Lusa / AO online   Nacional   20 de Nov de 2010, 11:54

O movimento “Limpar Portugal” está a limitar a sua ação às florestas do Porto, uma vez que o objectivo de dar dimensão nacional ao projecto “emperrou” na Autoridade Florestal Nacional”, disse hoje à agência Lusa a mentora do movimento.

“A nossa ideia é atuar a nível nacional. A Autoridade Nacional de Protecção Civil abriu-nos as portas, mas endossou-nos para a Autoridade Florestal Nacional (AFN) e aí emperrou”, queixou-se Judite Maria Moura.

Ao contrário, a recetividade que a ideia teve no Porto, mesmo ao nível de Comando Operacional de Operações de Socorro, do Governo Civil e das autarquias, foi “extraordinária”, explicou a ativista, que falava aos jornalistas durante uma ação de limpeza de floresta na encosta da serra do Branzelo, em Medas, Gondomar.

A ação envolveu 95 pessoas, incluindo a própria governadora civil do Porto, Isabel Santos, que pegou numa enxada e tratou de rapar mato na berma de uma caminho de acesso ao cimo da serra.

O grupo inclui ainda voluntários do projeto “Limpar Portugal”, efetivos dos serviços municipais de Protecção Civil, formandos das corporações dos Bombeiros Voluntários de Gondomar e Valbom e agrupamentos de escuteiros do concelho.

Esta ação visou em concreto o alargamento de acessos para viaturas de bombeiros, explicou, no local, a governadora civil.

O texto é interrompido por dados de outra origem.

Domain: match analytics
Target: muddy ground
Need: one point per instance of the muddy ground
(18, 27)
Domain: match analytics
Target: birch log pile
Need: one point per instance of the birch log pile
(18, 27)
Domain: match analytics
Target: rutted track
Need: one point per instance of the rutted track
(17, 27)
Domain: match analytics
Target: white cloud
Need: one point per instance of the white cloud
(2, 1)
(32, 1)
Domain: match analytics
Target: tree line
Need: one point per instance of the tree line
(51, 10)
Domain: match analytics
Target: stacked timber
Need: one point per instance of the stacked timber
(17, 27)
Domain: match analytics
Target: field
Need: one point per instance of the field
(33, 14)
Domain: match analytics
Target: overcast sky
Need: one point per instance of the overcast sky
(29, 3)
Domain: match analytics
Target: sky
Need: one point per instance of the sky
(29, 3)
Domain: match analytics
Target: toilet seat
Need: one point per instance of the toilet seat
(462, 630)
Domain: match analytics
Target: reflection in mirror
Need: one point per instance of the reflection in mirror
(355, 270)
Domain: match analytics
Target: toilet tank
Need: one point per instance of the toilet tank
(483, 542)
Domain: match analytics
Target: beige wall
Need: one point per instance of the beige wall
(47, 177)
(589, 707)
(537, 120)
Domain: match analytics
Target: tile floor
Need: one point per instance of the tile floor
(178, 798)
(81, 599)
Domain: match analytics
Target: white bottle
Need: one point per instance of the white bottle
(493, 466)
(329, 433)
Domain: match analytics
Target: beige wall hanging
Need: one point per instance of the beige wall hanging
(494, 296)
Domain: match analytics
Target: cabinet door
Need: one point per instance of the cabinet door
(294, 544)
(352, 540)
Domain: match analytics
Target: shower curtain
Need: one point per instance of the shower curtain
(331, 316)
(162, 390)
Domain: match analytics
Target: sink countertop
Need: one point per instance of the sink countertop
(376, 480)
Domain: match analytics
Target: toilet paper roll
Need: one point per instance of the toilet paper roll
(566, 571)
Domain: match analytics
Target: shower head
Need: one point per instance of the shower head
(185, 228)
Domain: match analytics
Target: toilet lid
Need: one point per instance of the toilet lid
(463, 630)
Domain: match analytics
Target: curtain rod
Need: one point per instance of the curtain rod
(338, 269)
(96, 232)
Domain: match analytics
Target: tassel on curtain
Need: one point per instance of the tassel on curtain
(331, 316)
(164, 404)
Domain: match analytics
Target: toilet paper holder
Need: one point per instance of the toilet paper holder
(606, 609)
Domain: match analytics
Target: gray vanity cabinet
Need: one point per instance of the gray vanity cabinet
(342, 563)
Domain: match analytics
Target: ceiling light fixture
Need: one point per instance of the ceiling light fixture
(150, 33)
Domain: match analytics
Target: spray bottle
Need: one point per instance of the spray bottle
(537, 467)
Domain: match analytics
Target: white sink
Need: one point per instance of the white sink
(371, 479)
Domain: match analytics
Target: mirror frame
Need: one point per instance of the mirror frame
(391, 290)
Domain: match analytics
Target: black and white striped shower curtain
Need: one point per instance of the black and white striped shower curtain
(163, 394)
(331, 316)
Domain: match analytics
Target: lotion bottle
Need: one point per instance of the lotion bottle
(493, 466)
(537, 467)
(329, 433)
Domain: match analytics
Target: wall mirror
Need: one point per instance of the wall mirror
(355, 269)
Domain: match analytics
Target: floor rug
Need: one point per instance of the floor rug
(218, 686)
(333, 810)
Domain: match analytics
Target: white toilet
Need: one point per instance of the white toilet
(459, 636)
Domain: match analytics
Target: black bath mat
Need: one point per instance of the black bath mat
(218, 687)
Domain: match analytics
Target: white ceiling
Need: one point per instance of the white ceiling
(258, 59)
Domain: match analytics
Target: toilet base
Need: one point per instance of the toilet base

A primeira ação de prevenção de fogos florestais no distrito do Porto decorreu em outubro no monte de Nossa Senhora da Assunção, em Santo Tirso, com particular enfoque na limpeza de mato, recolha de lixo e eliminação de espécies invasoras.

As próximas estão marcadas para a serra de Santa Justa, em Valongo, e incluirão a preparação das áreas ardidas para a sementeira de bolotas, fruto-semente comum a carvalhos, azinheiras e sobreiros, com vista à reflorestação com espécies autóctones, mais resistentes à propagação de incêndios.

Os incêndios florestais consumiram este ano, até 15 de setembro, quase 118 mil hectares, mais 58 por cento do que no mesmo período do ano passado, segundo um relatório da AFN.

Entre 01 de janeiro e 15 de setembro arderam 117.949 hectares de floresta, contra 74.792 no ano passado.

O distrito da Guarda contabilizou a maior área ardida (23.345 hectares), seguindo-se os distritos de Viana do Castelo (19.877), Vila Real (18.751) e Viseu (15.321). Três quartos da área ardida situaram nestes cinco distritos.

Já quanto ao total de ignições nos primeiros nove meses e meio do ano, a maioria (53 por cento) ocorreram nos distritos do Porto, Aveiro e Braga.